Smart move Apple... Smart move....

/s
 
The iPhone 6 weighs 129 grams. A very large portion of that is battery. 3G talk time is 14 hours. The 42mm apple watch sport weighs 30 grams. Unless you want to lug around another 100 grams in battery on your wrist, this is what it is. Smaller device has a smaller battery. What more do you want?
 
Sleep tracking falls under the category of "Can't do this because the Watch is being charged overnight as per Apple's recommendations, since the battery lasts only 18 hours under what they consider to be "normal" usage."
... It only takes 2.5 hours to charge from 0 to 100. Come on. Don't be dense.
 
http://www.telegraph.co.uk/news/sho...h-battery-lasts-as-little-as-three-hours.html

Note the graph in the article. If you use the Watch as a phone, the battery lasts just 3 hours.

Sorry, folks. There is a lot of really outstanding engineering in this device. But Apple has fallen down on the battery. That will make this a very niche product.

If you use an iPhone as a TV the battery on high brightness the battery lasts 2 hours. If you put a BMW 335 in sport mode gas mileage drops from 20mpg to 15. If you run in dress shoes the heel will wear faster than if you walked the same distance.

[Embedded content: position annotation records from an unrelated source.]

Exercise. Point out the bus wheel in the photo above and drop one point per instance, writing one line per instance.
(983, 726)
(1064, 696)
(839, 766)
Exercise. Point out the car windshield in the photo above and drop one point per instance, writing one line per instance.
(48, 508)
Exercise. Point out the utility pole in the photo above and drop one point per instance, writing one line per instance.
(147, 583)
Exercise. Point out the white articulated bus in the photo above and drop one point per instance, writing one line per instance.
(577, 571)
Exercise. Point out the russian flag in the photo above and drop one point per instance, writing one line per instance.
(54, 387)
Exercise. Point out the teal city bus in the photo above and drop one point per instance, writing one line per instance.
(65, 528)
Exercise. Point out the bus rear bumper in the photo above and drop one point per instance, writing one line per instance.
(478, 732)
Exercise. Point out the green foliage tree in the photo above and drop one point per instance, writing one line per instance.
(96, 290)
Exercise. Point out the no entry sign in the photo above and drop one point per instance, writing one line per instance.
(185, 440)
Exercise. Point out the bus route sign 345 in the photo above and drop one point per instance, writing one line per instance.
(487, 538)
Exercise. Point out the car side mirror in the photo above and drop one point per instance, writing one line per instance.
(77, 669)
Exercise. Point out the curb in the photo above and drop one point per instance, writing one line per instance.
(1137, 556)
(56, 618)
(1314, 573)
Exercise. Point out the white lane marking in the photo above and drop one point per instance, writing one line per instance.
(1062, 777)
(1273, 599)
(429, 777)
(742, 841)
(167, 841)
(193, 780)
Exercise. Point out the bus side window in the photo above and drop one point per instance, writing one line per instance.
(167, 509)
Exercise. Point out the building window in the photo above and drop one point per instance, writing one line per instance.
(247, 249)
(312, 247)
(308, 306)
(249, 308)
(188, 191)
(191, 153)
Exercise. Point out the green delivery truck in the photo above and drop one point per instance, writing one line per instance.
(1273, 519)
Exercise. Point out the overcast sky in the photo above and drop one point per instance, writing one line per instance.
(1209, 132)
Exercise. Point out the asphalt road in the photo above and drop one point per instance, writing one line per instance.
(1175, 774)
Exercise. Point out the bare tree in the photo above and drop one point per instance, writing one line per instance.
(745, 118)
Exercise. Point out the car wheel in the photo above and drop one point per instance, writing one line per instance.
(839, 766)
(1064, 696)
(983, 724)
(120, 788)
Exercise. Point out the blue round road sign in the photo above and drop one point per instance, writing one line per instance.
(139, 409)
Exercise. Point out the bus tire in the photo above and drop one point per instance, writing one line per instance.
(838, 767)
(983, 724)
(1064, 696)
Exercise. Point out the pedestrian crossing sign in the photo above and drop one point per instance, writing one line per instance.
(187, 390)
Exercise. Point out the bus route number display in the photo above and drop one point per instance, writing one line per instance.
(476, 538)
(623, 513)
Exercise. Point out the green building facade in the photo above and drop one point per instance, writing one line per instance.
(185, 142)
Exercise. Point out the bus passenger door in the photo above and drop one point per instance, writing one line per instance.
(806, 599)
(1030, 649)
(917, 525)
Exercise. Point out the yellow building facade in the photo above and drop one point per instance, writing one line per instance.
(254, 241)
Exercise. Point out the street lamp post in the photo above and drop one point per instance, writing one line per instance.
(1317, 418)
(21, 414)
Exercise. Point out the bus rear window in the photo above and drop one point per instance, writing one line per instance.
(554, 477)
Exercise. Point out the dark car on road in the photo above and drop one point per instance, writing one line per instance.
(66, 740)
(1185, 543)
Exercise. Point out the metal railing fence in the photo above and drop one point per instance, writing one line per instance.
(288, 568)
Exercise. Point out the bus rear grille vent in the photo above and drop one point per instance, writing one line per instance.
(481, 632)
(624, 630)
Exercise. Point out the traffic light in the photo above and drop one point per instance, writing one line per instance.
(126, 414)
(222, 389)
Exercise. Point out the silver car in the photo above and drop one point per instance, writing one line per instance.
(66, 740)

Look, no one is have long conversations with their watch. They'll say "hello" so it doesn't go to VM or answer a quick question. Use it as intended and the battery will last 18 hrs.

And this thing about sleep tracking. I don't understand it. I've used it before. It told me when I slept and when I woke up briefly but I alread knew that. I also knew if I felt rested or not w/o the tracker telling me.